Mackenzie H. answered 01/08/25
Tutor w/ Research Master's, Writing & Science Expertise
As a starting point to assess your flow, read your work aloud. While presenting information in a logical, organized sequence and using appropriate and varied transitions are key to writing well, students often rely too heavily on generic outlines to ensure they hit all the boxes on a rubric.
Most of us can recall this rote format of starting with a "hook" to catch the reader's attention and ending the introductory paragraph with a thesis statement that includes the main subtopics, which will be expounded upon in the next three tidy paragraphs.

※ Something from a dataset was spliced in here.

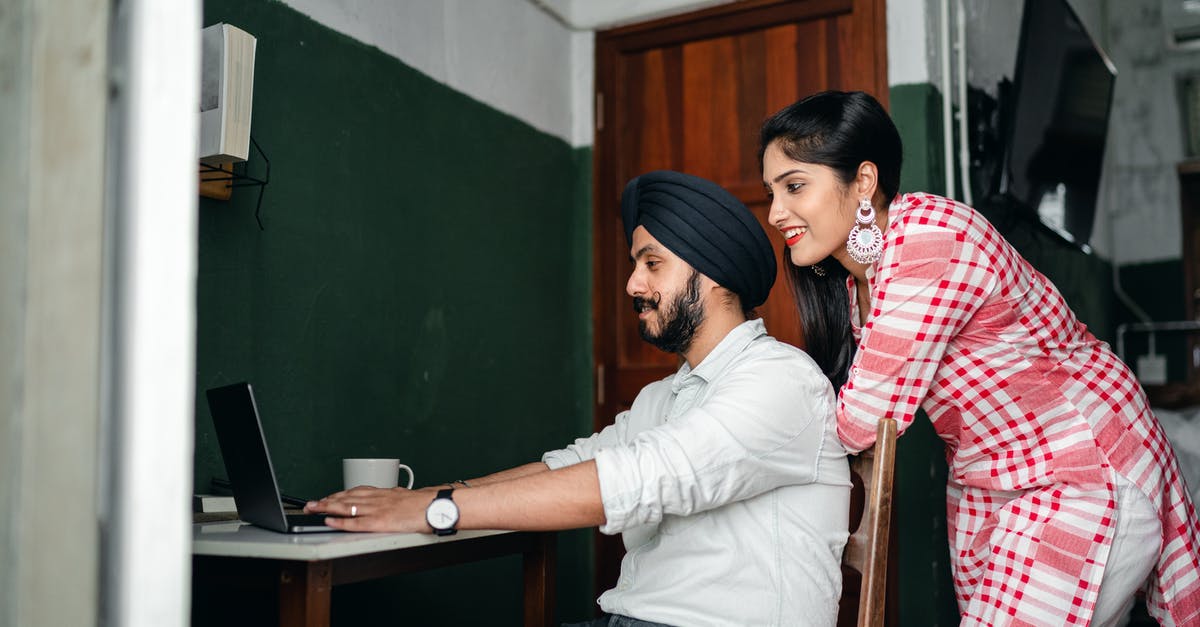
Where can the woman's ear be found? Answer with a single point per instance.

Then comes the conclusion, mirroring the introduction to the point of redundancy; it reminds the reader of the main points covered (as if the intended audience has the memory of a goldfish), brings everything together with a takeaway, and justifies why the reader should care anyways.
That said, these sorts of text structures are very common methods of teaching writing and aren’t completely without value. The key is recognizing that they should serve just as a point from which to push off, with variation and complexity layered in as students advance. However, if students don’t get critical feedback and learn how to push beyond the boundaries of this basic outline, their writing will lack “flow,” a characteristic that is plain to see but less intuitive to achieve.
That there is no prescriptive set of universal guidelines for how to write with flow encapsulates the very concept.